Wine With…Wedding Cake

May 31, 2006 | Wine With…

By Paul Lukacs and Marguerite Thomas

Wine With . . . Wedding Cake

by Paul Lukacs and Marguerite Thomas

 

Tis the season for taking vows, popping corks, and making toasts–all with a glass of bubbly, of course.  Sparkling wine invariably is served this time of year with wedding cake.  But which wines actually work best at a June wedding? 

 

To find out, we tried a set of ten different sparklers.  Since we’re already married, we didn’t have an actual wedding cake, but instead used a white cake with white frosting, purchased from a local bakery that does in fact make plenty of wedding cakes.  And since budgets vary, we made sure to include wines with a wide range of price tags.

 

Whether coming from Champagne, California, Catalonia, or elsewhere, dry or brut bubbly often is poured at weddings.  We found, however, that it’s a poor choice when sipped with cake.  The sugary sweetness of the dessert both overwhelms the wine and makes it seem disagreeably tart.  Any subtleties or nuances get lost.  In our tasting, a dry Cava, a Carneros Blanc de Noirs, and a brut Champagne all proved disappointing.  The Champagne in particular, which had an otherwise tantalizing because toasty bouquet, seemed unpleasant, as its flavors clashed cruelly with the cake.  Our conclusion was that if you’re planning a wedding and want to serve brut Champagne or sparkling wine, do so at the start of the festivities–not with the cake.

 

When it comes time for the cake, opt instead for a sparkler that itself contains some sugar.  We found that all the off-dry bubblies we tried worked much better than the bruts.  We also found that the wine doesn’t need to be all that sweet.  A demi-sec Champagne was delicious, but so too was a leaner extra dry one.  And an extra dry   wine just might be more fun to sip if any is left in your glass after you’ve finished the cake. 

 

Wedding cake wine also doesn’t need to be all that expensive.  Champagnes sported the highest price tags of the non-brut wines we tried, but they were not significantly superior to less pricey wines when tasted with the cake.  That’s because the cake invariably sounds the dominant note in this paring, making the wine’s complexity less important than it would be in other contexts.  If you can afford Champagne, by all means buy it.  But less costly off-dry bubbly can be just as tasty.

        

Selection

Approx.

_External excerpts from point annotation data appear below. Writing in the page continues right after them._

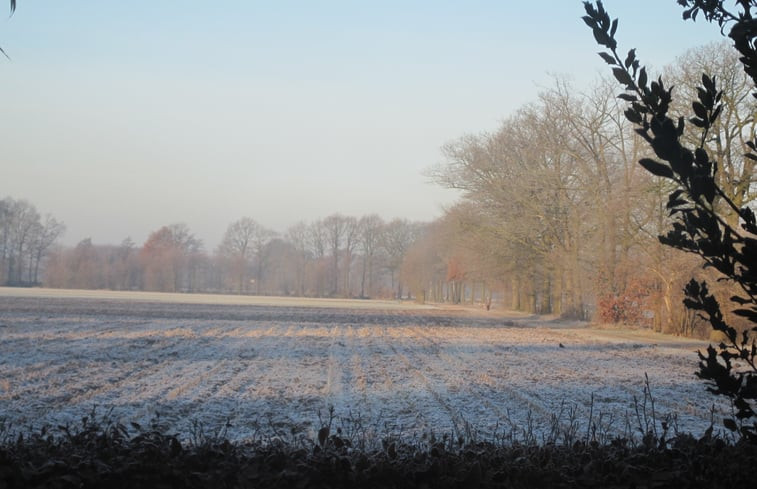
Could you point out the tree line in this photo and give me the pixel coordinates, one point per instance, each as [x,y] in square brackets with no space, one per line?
[557,212]
[26,238]
[556,217]
[337,256]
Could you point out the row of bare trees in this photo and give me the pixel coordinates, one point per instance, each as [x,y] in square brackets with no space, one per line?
[557,213]
[25,239]
[338,256]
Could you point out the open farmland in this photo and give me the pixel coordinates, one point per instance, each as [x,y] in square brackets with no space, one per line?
[270,367]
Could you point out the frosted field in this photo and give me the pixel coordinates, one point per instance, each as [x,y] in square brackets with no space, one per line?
[269,366]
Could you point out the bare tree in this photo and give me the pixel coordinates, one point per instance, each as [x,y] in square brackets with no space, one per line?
[370,237]
[397,236]
[336,228]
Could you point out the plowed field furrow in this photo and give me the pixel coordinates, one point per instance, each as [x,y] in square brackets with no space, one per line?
[272,370]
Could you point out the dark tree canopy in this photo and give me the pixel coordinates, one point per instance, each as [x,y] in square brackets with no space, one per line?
[698,203]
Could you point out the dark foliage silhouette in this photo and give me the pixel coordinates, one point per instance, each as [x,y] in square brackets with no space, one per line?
[698,204]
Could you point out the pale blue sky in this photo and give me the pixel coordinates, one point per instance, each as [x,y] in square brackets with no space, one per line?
[120,117]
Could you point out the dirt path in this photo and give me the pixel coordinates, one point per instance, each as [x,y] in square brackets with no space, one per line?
[272,370]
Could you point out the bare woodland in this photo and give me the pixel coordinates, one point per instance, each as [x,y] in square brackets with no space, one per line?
[556,217]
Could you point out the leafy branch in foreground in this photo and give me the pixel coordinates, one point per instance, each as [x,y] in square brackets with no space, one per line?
[698,203]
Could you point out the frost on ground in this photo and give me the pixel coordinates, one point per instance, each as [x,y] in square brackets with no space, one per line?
[269,370]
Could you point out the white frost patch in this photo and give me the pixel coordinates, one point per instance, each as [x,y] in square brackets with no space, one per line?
[402,376]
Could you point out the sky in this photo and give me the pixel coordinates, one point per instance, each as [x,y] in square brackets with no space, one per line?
[121,117]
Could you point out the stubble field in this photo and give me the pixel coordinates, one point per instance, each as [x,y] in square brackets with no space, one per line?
[273,367]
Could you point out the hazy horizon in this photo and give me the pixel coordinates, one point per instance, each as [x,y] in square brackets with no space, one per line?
[122,118]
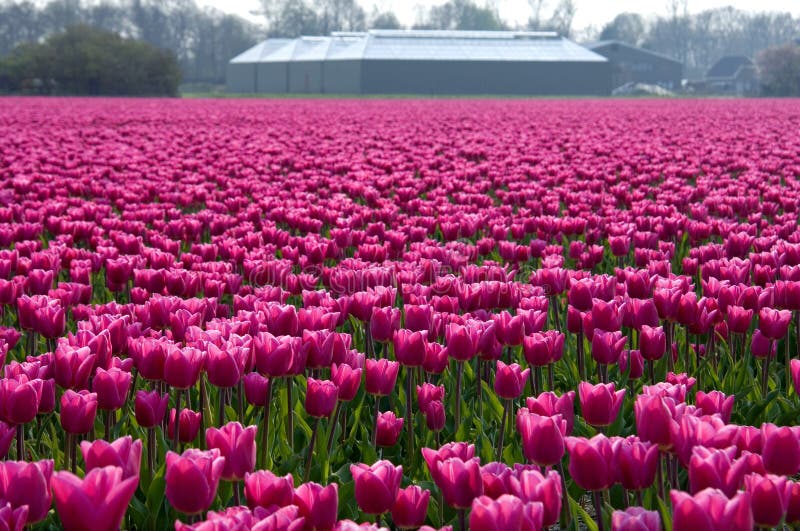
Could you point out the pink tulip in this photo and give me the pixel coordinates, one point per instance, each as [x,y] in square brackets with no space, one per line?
[510,380]
[96,502]
[600,405]
[237,445]
[376,486]
[635,519]
[410,507]
[124,453]
[27,484]
[264,489]
[192,479]
[591,464]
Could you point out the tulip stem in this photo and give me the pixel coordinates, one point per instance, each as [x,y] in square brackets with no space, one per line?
[108,424]
[334,421]
[221,407]
[67,452]
[203,397]
[501,435]
[459,378]
[598,509]
[237,497]
[311,445]
[265,428]
[289,413]
[176,423]
[409,422]
[374,436]
[566,505]
[240,401]
[20,442]
[73,458]
[462,519]
[151,451]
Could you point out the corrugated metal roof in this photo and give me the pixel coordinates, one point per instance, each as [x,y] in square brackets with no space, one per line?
[260,50]
[419,45]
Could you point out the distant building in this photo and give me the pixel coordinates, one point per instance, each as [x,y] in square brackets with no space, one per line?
[733,75]
[631,64]
[421,62]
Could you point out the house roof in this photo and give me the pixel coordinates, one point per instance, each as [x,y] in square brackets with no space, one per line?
[728,66]
[423,45]
[598,45]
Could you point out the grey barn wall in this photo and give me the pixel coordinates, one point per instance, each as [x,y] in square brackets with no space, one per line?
[486,77]
[341,77]
[305,77]
[630,64]
[240,77]
[272,77]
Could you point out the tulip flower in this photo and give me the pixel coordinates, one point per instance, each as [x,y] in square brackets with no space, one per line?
[13,519]
[548,404]
[27,484]
[781,450]
[192,478]
[384,322]
[389,428]
[19,399]
[237,445]
[542,437]
[376,486]
[607,346]
[715,402]
[636,463]
[505,512]
[78,411]
[182,367]
[710,510]
[774,324]
[96,502]
[255,389]
[381,376]
[410,507]
[532,486]
[600,404]
[460,481]
[635,519]
[319,505]
[188,425]
[435,416]
[264,489]
[591,462]
[124,453]
[769,498]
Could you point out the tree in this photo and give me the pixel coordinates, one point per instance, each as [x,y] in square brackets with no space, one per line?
[462,15]
[535,21]
[562,18]
[85,60]
[626,27]
[384,20]
[779,70]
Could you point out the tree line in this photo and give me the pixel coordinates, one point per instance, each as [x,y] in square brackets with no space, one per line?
[203,40]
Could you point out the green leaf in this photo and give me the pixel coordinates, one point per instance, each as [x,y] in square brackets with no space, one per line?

Price

 

 

Coppo, Moscato d’AstiMoncalvino” (Piedmont, Italy) 2003                       

(Imported by Winebow)                              

 

 

 

  $20

 

Like all Moscato d’Astis, this wine is frizzante, which is to say slightly less bubbly than most other sparklers. It is also considerably lower in alcohol (5.5%), making it ideal at a warm summer wedding.  Typical of Moscato, the Moncalvino has a heady perfume, a hint of sweetness, and is light and lovely on the palate.

  

 

Freixenet, Cava (Penedes, Spain) “Cordon Negro” Extra Dry NV

(Imported by Freixenet USA)

 

 $11

 

From the world’s largest producer of sparkling wines, this Spanish crowd pleaser is as easy on the taste buds as on the pocketbook.  Packaged in the signature frosted black bottle, the wine is pale, lively, and fruity.

  

 

Jaillance, Clairette de Die (Rhône Valley, France) “Cuvée Tradition” NV

(Imported by ??)

 

 

 

 $15

 

Clairette de Die is a small sparkling wine appellation centered around the town of Die (pronounced dee) in southeastern France.  Made from a blend of Clairette and Muscat à Petits Grains grapes, this is a fresh and delicate fizz with just the right amount of sweetness to make it a pretty match for wedding cake as well as an attractive aperitif sipping wine.

  

 

Mumm, Champagne (France) Extra Dry “Carte Classique” NV

(Imported by Allied Domecq)

 

 

  $42

 

Along with Veuve Clicquot’s sweeter Demi-Sec, this Mumm “Carte Classique” was our favorite Champagne to sip with wedding cake.  Both of these are elegant and refined, with a distinct but never cloying edge of sweetness.  We slightly favored this one because its citrus flavors harmonized so well with the cake.

  

 

Vigne Regali, Brachetto d’Acqui (Piedmont, Italy) “Rossa Regale”2004 

(Imported by Banfi)

 

 

  $25

 

We are partial to this wine as it’s the one we served with cake at our own wedding four years ago.  With its festive pink color and rich flavor, it may be somewhat bigger and bolder than a traditional wedding sparkler; but it is so judiciously balanced between refreshing acidity and fruity sweetness that it doesn’t overwhelm the cake.  Note, too, that the Brachetto’s creamy texture will marry beautifully with vanilla, lemon or chocolate buttercream frosting.